Jasmine mengendarai mobilnya dengan senyum puas.
"Sebenarnya bukan Jasmine yang ramah, mudah bergaul, humoris dan sejenisnya. Hahaa akulah yang bersifat seperti itu, bukan Jasmine." ucap 'Jasmine', matanya berkilat biru. Senyuman manis tercetak di bibir pink-nya. Ia mengendarai mobilnya dengan kecepatan tinggi, menuju suatu tempat.

***

"Jadi, apa yang akan kudapat jika aku membunuh artis itu?" tanya seorang gadis, gadis di depannya menyeringai lalu mengeluarkan sebuah koper.

"Kau mau itu? Lakukan apa yang kuminta!" ucapnya tegas, gadis satunya lagi menyeringai.

"Tak sulit, kau bisa mendengar kabar kematiannya besok." katanya, ia memainkan pisau kecilnya.

"Kuharap kau bisa melakukannya, Jasmine. Ku dengar, kau adalah pembunuh baru, aku khawatir kau tak bisa melakukannya." kata gadis itu meremehkan. Jasmine menyeringai, dalam hati ia tertawa keras.

'Aku baru, baru melihatmu. Bukan baru sebagai pembunuh!' batin Jasmine.

"Kau tenang saja Natalie, membunuh adalah hal termudah dibandingkan dengan memakai make up." jawab Jasmine, Natalie berdecih lalu meninggalkan Jasmine bersama koper berisi emas itu. Jasmine tersenyum miring, ia kemudian pergi dan membawa tas itu.

Jasmine mengendarai motornya dengan kecepatan tinggi. Ia berhenti di depan sebuah club, Jack's Club.
(FYI, Jasmine dan semua Alter Egonya, membunuh di malam hari.)
Jasmine masuk ke dalam Club itu, ia mengenakan dress ketat yang membentuk lekuk tubuhnya. Seorang pria mendekat ke arah Jasmine dan memeluk Jasmine.
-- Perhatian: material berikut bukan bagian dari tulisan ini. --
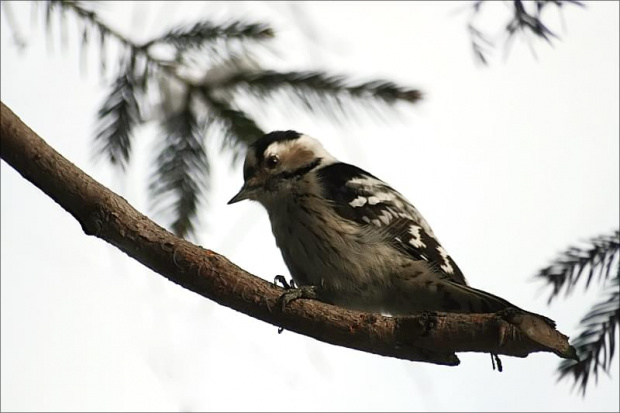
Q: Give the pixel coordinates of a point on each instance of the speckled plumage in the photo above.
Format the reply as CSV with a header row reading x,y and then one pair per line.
x,y
350,234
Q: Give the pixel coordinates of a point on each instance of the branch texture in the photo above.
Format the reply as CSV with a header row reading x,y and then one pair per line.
x,y
431,338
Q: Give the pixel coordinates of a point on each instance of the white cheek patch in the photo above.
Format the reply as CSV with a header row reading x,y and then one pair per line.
x,y
416,239
447,267
358,202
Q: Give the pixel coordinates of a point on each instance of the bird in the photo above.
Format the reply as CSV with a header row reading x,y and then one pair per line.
x,y
349,238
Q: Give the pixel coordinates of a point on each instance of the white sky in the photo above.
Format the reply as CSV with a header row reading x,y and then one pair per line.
x,y
509,163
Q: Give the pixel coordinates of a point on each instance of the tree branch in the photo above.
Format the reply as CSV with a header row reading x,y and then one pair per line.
x,y
433,338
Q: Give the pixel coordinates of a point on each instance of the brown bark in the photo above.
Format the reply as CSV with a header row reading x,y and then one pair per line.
x,y
433,338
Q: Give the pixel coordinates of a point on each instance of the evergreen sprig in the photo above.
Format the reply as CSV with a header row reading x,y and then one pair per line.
x,y
207,32
321,92
522,21
118,117
181,168
566,270
222,56
596,344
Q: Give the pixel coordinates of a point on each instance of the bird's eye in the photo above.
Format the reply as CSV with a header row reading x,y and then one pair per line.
x,y
272,161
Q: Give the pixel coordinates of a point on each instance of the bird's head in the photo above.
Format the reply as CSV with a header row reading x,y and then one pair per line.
x,y
276,162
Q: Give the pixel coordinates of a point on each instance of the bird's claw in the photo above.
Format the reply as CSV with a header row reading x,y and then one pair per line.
x,y
291,294
285,284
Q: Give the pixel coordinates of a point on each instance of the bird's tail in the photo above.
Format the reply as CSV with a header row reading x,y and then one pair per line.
x,y
466,299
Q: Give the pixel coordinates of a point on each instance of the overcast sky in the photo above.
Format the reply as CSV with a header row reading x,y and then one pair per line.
x,y
510,164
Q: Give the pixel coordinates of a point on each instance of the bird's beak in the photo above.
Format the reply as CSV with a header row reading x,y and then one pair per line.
x,y
244,193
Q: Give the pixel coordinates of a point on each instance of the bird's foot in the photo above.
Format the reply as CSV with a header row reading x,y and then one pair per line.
x,y
293,293
285,284
496,360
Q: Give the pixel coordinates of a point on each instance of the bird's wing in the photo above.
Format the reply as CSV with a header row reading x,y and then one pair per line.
x,y
361,197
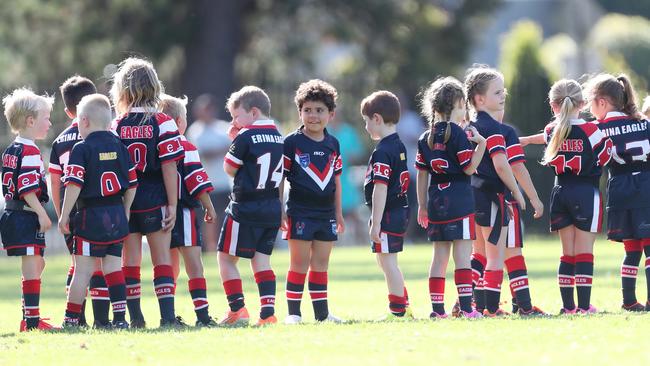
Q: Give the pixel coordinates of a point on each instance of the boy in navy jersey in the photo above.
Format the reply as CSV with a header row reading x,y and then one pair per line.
x,y
101,179
72,90
253,215
194,187
314,217
24,221
613,102
386,184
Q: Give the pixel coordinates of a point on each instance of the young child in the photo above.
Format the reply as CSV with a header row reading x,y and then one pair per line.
x,y
386,186
576,151
312,165
154,146
486,94
612,100
102,181
446,155
253,215
186,235
24,221
72,90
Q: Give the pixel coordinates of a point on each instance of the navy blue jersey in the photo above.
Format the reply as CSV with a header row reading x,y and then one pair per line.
x,y
23,171
256,152
583,153
101,166
192,178
387,166
486,176
310,167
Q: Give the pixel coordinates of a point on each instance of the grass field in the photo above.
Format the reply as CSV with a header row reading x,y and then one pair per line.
x,y
357,292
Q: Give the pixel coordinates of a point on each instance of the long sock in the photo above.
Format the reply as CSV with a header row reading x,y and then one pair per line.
x,y
266,286
72,313
163,282
397,304
566,280
463,280
31,299
318,293
100,297
478,267
234,294
518,276
584,279
132,278
493,280
437,294
629,270
295,287
199,292
117,294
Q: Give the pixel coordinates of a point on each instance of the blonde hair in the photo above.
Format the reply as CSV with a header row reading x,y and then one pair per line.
x,y
135,84
617,90
248,97
23,103
477,82
441,98
97,108
174,107
567,94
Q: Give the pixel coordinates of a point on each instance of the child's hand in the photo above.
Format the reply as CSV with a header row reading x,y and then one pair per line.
x,y
340,224
423,217
210,215
170,218
374,233
64,224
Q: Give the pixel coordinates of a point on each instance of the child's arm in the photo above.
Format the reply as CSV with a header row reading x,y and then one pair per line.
x,y
532,139
44,221
379,194
127,200
340,225
210,212
55,183
522,176
421,187
72,192
170,179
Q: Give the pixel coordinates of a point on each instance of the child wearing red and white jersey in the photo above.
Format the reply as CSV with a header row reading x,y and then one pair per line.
x,y
576,151
385,189
445,162
314,217
486,94
153,142
24,221
194,187
612,100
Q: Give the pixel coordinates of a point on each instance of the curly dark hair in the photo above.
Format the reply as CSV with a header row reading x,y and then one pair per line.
x,y
316,90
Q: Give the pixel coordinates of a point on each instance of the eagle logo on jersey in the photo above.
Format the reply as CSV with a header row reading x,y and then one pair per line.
x,y
304,160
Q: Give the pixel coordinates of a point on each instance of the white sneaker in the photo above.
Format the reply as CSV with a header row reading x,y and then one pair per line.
x,y
334,319
293,319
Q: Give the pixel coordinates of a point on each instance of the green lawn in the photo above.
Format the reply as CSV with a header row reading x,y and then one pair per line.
x,y
356,292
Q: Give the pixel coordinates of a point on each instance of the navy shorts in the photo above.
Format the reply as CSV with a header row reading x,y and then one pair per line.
x,y
308,229
88,249
187,231
491,211
20,236
576,204
393,227
243,240
515,227
146,222
628,224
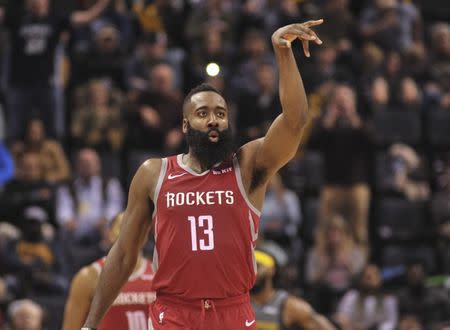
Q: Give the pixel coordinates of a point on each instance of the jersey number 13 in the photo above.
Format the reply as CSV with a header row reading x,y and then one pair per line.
x,y
204,222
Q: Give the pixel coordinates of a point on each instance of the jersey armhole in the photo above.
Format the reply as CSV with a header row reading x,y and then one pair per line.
x,y
162,175
237,171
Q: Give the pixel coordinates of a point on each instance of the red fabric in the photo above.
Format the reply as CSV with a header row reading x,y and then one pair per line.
x,y
222,314
130,309
204,239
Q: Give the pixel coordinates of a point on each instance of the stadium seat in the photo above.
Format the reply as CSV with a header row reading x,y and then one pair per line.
x,y
401,220
383,172
311,217
439,128
397,126
397,255
306,173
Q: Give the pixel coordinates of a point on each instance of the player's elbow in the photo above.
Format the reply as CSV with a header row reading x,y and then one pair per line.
x,y
126,256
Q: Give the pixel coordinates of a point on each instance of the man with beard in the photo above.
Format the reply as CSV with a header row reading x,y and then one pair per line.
x,y
276,309
205,208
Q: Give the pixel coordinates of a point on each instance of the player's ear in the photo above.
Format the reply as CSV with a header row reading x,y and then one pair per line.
x,y
185,125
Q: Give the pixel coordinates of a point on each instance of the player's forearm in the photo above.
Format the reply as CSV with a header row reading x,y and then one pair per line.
x,y
292,92
118,267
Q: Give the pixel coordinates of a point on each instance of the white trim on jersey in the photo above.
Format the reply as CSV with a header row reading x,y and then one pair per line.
x,y
162,174
187,168
237,171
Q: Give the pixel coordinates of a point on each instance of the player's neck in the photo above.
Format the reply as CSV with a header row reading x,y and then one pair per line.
x,y
138,264
193,163
264,296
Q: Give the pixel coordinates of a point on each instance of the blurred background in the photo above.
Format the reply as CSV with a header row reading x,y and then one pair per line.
x,y
365,204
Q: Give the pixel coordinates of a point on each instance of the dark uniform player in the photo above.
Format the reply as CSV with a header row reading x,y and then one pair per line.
x,y
206,208
276,309
130,309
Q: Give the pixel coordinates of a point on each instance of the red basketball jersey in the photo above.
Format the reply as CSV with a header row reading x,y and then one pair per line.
x,y
205,232
130,309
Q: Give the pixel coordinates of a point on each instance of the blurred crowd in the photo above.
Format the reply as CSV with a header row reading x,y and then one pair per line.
x,y
359,221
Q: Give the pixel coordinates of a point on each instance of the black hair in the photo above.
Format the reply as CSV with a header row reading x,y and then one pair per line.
x,y
204,87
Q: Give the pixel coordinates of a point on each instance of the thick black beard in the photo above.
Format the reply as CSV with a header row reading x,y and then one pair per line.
x,y
206,152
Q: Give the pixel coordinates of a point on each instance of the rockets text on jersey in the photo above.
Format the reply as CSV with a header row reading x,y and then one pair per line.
x,y
205,232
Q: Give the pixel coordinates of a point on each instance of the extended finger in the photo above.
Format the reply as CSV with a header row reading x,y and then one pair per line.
x,y
317,39
313,23
305,44
304,33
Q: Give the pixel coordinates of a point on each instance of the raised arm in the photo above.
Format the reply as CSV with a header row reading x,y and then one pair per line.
x,y
124,254
283,137
81,17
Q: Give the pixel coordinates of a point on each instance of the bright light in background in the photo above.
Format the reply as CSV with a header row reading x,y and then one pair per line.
x,y
212,69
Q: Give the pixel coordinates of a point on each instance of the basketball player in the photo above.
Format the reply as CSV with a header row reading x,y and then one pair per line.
x,y
276,309
129,311
206,208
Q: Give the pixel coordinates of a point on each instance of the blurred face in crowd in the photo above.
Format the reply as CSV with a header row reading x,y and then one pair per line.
x,y
409,323
107,39
88,163
27,316
39,7
155,49
255,44
213,42
336,232
36,133
370,279
266,77
338,4
393,63
416,275
441,38
99,92
385,4
206,127
162,78
31,169
380,91
410,91
345,99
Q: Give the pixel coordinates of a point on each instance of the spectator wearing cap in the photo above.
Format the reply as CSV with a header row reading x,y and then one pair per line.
x,y
105,60
55,165
392,24
150,50
25,314
33,258
154,121
28,188
89,201
35,36
346,142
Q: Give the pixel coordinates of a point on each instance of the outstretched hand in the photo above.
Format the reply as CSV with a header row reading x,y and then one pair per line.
x,y
284,36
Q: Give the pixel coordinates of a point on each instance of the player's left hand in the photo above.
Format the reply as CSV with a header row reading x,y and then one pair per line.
x,y
284,36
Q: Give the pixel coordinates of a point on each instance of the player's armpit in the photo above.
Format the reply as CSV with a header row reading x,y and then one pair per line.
x,y
80,296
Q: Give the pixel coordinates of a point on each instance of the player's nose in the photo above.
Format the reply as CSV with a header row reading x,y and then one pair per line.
x,y
212,121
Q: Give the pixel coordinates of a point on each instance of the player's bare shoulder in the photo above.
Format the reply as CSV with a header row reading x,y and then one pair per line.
x,y
254,176
147,175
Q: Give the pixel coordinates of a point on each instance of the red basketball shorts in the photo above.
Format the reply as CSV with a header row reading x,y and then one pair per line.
x,y
170,313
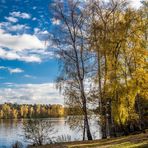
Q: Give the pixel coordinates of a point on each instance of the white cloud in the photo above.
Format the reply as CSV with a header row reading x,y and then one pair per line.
x,y
45,93
15,70
19,42
11,19
20,15
21,56
29,76
12,70
18,27
55,21
34,18
11,27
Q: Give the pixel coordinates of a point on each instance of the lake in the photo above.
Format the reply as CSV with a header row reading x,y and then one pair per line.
x,y
12,131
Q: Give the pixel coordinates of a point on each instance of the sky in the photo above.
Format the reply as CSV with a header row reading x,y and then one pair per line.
x,y
28,67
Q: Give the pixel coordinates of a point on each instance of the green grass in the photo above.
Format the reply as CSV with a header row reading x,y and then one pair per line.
x,y
132,141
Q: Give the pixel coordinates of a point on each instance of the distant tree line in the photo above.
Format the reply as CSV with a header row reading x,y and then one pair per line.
x,y
14,111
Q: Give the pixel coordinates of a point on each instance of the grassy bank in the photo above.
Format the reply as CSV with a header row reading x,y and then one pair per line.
x,y
132,141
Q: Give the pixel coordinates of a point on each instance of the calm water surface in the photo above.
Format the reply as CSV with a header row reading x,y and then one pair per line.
x,y
12,131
"Namamu Jasmine, tapi harum-mu mawar. Tapi aku tetap suka, kau sangat cantik, Jasmine." pria itu mengelus punggung Jasmine yang terekspos dengan gerakan lembut. Jasmine menatap pria itu dengan tajam, ia memegang bahu pria itu lalu mendekatkan bibirnya ke telinga pria itu.

"Aku tak akan tergoda olehmu, Joshua Henry Carter." bisik Jasmine, ia mengecup pipi pria itu lalu pergi. Josh--panggilannya-- tersenyum miring, Jasmine adalah wanita yang sangat sulit di taklukkan.

Ia memperhatikan punggung Jasmine, Jasmine masuk ke dalam ruangan yang di pintunya terdapat tulisan 'Party'.
Di dalamnya terdapat beberapa orang yang sedang berpesta, Jasmine melihat seorang wanita berpakaian minim sedang duduk di pangkuan pria.
Ketika Jasmine ingin menghampiri mereka, tiba-tiba seorang gadis menepuk bahu Jasmine.

"Kyaaaa Jasmine! Uhh kau datang juga rupanya, aku menunggumu sejam lalu. Kukira kau tak akan datang, aku hampir menangis tadi karena kau belum datang." gadis itu merangkul Jasmine, ia mencebikkan bibirnya.

"Ohh Ellaine, aku ada urusan tadi. Aku harus mengurus surat kepindahan sepupuku dari Jerman. Ia akan pindah ke New York, besok." kata Jasmine, ia bicara jujur. Meski tak sepenuhnya jujur.

"Ah, benarkah?! Sepupumu yang mana?" tanya Ellaine antusias, Jasmine tersenyum sangat manis, ia merangkul Ellaine dan mengajaknya duduk tanpa menjawab pertanyaan Ellaine.

"Bahkan kau tak menawariku minuman," keluh Jasmine. Ellaine menepuk dahinya lalu tertawa, ia mengucapkan maaf lalu mengambil minuman.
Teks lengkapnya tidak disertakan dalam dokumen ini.